Adapun untuk sub sektor perikanan budidaya, Prof Rokhmin Dahuri menegaskan bahwa potensi dan pemanfaatan lahan perikanan budidaya di Indonesia, peluang pengembangan lahan untuk kegiatan perikanan budidaya di Indonesia masih sangat leluasa. Indonesia juga sejak tahun 2009, merupakan peringkat ke-2 sebagai produsen akuakultur terbesar dunia.

“Pada 2011-2020, produksi perikanan tangkap laut terus meningkat (rata-rata 2,1% per tahun).
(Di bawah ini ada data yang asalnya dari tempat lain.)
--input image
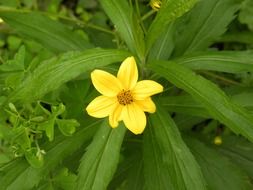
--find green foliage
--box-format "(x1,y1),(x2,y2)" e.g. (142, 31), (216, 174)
(144, 103), (206, 189)
(150, 61), (253, 141)
(0, 8), (91, 52)
(77, 123), (125, 189)
(0, 0), (253, 190)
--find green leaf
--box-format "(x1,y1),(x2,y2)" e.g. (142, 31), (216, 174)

Mulai 2015 potensi SDI laut meningkat, namun tingkat pemanfaatan menurun,” ujarnya.

Prof. Rokhmin Dahuri melanjutkan, Indonesia memiliki potensi produksi perikanan terbesar di dunia, sekitar 115,63 juta ton/tahun, yang hingga kini baru dimanfaatkan sekitar 16%. Pada 2020 baru diproduksi (dimanfaatkan) sekitar 22,55 juta ton atau 19,5% total potensi produksinya.

Adapun Domain Bioteknologi Kelautan, terangnya, meliputi; Pertama, ekstraksi senyawa bioaktif (bioactive compounds/natural products) dari biota perairan untuk bahan baku bagi industri nutraseutikal (healthy food & beverages), farmasi, kosmetik, cat film, biofuel, dan beragam industri lainnya.

Kedua,  Genetic engineering untuk menghasilkan induk dan benih ikan, udang, kepiting, moluska, rumput laut, tanaman pangan, dan biota lainnya yang unggul. Ketiga, Rekayasa genetik organisme mikro (bakteri) untuk bioremediasi lingkungan yang tercemar. Keempat, Aplikasi Bioteknologi untuk Konservasi.

“Sampai sekarang, pemanfaatan Bioteknologi Kelautan Indonesia masih sangat rendah (< 10% total potensinya). Selain itu, banyak produk industri bioteknologi kelautan yang bahan baku (raw materials) nya dari Indonesia diekspor ke negara lain dan negara pengimpor memprosesnya menjadi beragam produk akhir (finished products) seperti farmasi, kosmetik, dan healthy food and bevareges lalu diekspor ke Indonesia.  Contoh: gamat, squalence, colagen, minyak ikan, dan Omega-3,” tandas Dosen Kehormatan Mokpo National University Korea Selatan itu.